The following is the transcription of an Iron Porch Interview with Khandi Wagner concerning race relations and what Christian women should know. Khandi is a Christian wife and mother, as well as an Active Duty Airman who is active in her church, her community, and her family.
Khandi, please describe yourself, as you would imagine God describing you.
I believe that at times He would describe me as lost. I’m a fairly new Christian and often feel like I have no idea how to be a Christian. He would be proud of me for finding my way back to Him. He would call me a sinful being who is repentant. I do feel bad about my sin and I try to do the right thing. I think He would also describe me as hungry for knowledge about Him and His Word.
Tell us about your testimony.
I grew up in a Southern Baptist church and I hated it because I never understood the Pastor. The church was corrupt and the Pastor had very sinful behaviors, which caused several members to leave. The next church I attended I loved, but I wasn’t ready to commit to being a Christian because I identified as a lesbian.

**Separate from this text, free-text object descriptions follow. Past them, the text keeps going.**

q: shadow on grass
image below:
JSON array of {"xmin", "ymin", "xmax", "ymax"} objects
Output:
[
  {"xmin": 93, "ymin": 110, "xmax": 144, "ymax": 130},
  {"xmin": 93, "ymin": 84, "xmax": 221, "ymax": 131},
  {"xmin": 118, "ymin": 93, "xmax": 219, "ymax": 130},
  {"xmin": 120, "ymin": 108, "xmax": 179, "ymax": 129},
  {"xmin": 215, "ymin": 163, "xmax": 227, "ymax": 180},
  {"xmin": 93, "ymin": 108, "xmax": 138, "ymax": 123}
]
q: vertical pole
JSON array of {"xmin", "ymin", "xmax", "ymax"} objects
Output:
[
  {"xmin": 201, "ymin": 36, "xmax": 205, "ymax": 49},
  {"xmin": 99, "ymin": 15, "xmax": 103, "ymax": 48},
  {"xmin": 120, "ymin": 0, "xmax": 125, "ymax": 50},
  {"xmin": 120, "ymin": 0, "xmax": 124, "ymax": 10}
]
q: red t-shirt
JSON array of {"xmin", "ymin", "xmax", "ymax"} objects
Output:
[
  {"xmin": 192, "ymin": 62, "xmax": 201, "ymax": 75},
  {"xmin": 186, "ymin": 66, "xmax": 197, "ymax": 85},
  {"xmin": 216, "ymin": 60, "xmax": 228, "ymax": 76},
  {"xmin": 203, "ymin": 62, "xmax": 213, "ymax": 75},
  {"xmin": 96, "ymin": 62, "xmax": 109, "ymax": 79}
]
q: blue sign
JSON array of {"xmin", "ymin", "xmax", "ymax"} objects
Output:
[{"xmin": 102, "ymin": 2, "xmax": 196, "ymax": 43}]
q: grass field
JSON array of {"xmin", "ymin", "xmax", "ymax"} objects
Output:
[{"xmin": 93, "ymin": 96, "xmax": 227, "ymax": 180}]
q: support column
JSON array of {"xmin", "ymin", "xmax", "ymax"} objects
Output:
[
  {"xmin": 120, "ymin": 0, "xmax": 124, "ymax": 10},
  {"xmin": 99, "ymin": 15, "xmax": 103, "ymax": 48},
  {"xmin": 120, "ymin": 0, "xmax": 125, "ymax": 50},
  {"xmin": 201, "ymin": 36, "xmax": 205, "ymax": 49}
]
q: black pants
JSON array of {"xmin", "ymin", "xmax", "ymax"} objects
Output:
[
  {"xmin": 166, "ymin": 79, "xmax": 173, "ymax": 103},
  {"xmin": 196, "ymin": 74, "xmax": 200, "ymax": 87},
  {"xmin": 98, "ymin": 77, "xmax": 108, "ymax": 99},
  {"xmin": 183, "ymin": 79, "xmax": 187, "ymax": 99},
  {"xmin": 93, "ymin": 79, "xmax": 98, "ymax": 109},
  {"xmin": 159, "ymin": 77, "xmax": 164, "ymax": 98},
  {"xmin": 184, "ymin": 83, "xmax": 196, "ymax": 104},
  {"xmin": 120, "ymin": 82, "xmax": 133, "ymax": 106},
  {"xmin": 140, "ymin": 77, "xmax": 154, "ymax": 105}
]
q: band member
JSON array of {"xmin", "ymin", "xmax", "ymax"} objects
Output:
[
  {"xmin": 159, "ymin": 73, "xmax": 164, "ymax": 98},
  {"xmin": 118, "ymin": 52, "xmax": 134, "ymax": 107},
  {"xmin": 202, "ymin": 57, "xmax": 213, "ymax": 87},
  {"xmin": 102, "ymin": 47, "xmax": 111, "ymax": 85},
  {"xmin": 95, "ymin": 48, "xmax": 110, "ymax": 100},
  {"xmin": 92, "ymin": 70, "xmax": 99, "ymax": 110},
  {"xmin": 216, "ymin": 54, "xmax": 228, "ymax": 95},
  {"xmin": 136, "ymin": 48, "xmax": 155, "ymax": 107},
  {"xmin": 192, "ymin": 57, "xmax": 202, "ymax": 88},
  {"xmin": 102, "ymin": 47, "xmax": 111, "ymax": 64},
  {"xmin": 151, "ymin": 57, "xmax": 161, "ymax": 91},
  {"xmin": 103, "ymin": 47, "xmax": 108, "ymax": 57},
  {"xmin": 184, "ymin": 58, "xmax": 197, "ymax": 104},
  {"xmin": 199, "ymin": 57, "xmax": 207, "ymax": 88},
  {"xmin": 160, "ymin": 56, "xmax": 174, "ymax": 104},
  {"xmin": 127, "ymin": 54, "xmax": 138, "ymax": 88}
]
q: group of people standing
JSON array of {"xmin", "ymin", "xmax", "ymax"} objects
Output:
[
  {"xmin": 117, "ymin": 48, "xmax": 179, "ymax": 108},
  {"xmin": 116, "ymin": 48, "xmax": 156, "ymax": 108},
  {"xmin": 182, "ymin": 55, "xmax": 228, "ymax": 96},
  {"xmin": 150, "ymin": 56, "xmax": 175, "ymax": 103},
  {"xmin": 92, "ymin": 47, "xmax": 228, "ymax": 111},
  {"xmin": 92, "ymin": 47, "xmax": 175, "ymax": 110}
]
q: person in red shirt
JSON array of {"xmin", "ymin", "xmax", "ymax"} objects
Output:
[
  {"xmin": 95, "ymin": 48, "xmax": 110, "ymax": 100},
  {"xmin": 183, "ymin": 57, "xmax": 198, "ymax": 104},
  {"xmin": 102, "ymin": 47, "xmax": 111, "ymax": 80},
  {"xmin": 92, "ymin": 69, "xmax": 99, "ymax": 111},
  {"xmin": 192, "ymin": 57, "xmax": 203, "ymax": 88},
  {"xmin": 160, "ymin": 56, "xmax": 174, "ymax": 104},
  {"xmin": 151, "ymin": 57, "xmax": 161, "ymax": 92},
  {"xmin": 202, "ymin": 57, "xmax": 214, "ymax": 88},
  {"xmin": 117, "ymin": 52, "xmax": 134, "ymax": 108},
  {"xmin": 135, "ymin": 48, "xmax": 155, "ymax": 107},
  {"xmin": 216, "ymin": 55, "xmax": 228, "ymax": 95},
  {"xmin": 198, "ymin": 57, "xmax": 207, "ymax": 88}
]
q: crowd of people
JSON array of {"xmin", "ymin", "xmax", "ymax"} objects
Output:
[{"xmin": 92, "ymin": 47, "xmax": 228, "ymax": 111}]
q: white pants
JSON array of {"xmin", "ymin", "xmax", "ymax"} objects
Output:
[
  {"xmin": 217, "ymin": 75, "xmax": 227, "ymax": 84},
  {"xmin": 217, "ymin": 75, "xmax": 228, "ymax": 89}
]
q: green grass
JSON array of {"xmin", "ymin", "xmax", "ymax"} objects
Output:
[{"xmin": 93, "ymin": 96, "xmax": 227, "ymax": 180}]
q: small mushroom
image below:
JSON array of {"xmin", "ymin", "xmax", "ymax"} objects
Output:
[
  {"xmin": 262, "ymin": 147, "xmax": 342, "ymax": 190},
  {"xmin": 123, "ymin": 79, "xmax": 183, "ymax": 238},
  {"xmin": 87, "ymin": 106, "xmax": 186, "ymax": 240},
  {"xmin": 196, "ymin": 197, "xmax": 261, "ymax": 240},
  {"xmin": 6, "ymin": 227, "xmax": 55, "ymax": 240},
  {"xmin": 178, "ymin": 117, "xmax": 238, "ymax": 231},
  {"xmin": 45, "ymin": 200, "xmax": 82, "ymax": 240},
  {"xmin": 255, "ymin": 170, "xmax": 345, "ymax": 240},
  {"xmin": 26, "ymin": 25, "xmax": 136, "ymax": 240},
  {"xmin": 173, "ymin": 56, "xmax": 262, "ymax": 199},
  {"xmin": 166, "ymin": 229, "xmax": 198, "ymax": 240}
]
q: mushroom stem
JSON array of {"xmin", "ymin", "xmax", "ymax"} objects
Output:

During my college years, I stopped going to church because I was going to school and working full-time. I thought I had no time for church. Later I was sexually assaulted in college and partially blamed God. I couldn’t understand how a God who is so loving could allow this hurt. No one told me that God was just and loving.
I then got married to my High School sweetheart, who happened to be a girl. I joined the military and still didn’t go to church. I wasn’t happy and felt my soul was at unrest. I was in constant turmoil, which only got worse when my wife decided to transition into a male. After his medical transition, he brought a woman to the house and cheated on me. My heart was broken with a hurt I’d never experienced before. I did not think I would survive the hurt.
At that point, I found God on my back porch as I begged Him to take the hurt and pain. At that moment, the weight of all my life’s heaviness was taken away. I knew I needed to find a church and after weeks of church shopping, I was given an invitation to a church called Crosspoint.
It was a strange transition to see casual clothes and a coffee shop, but the music was great and the first message touched my heart. That first sermon was titled, “Loneliness is a Liar.” Essentially the pastor stated that the enemy wants you to think that you are the only one with your hurt, sadness, anger, situation, hatred in your heart, but you have to surround yourself with love and those who are good Christians (they will share your weight). Jesus said, lay your problems at my feet. After service, the pastor introduced himself and knew me by name the following week.
A change had happened in my heart. I no longer was interested in women. I had a fire inside of me. It was a hunger to know God and His Word. I knew then that Jesus was the only love I’d needed my entire life.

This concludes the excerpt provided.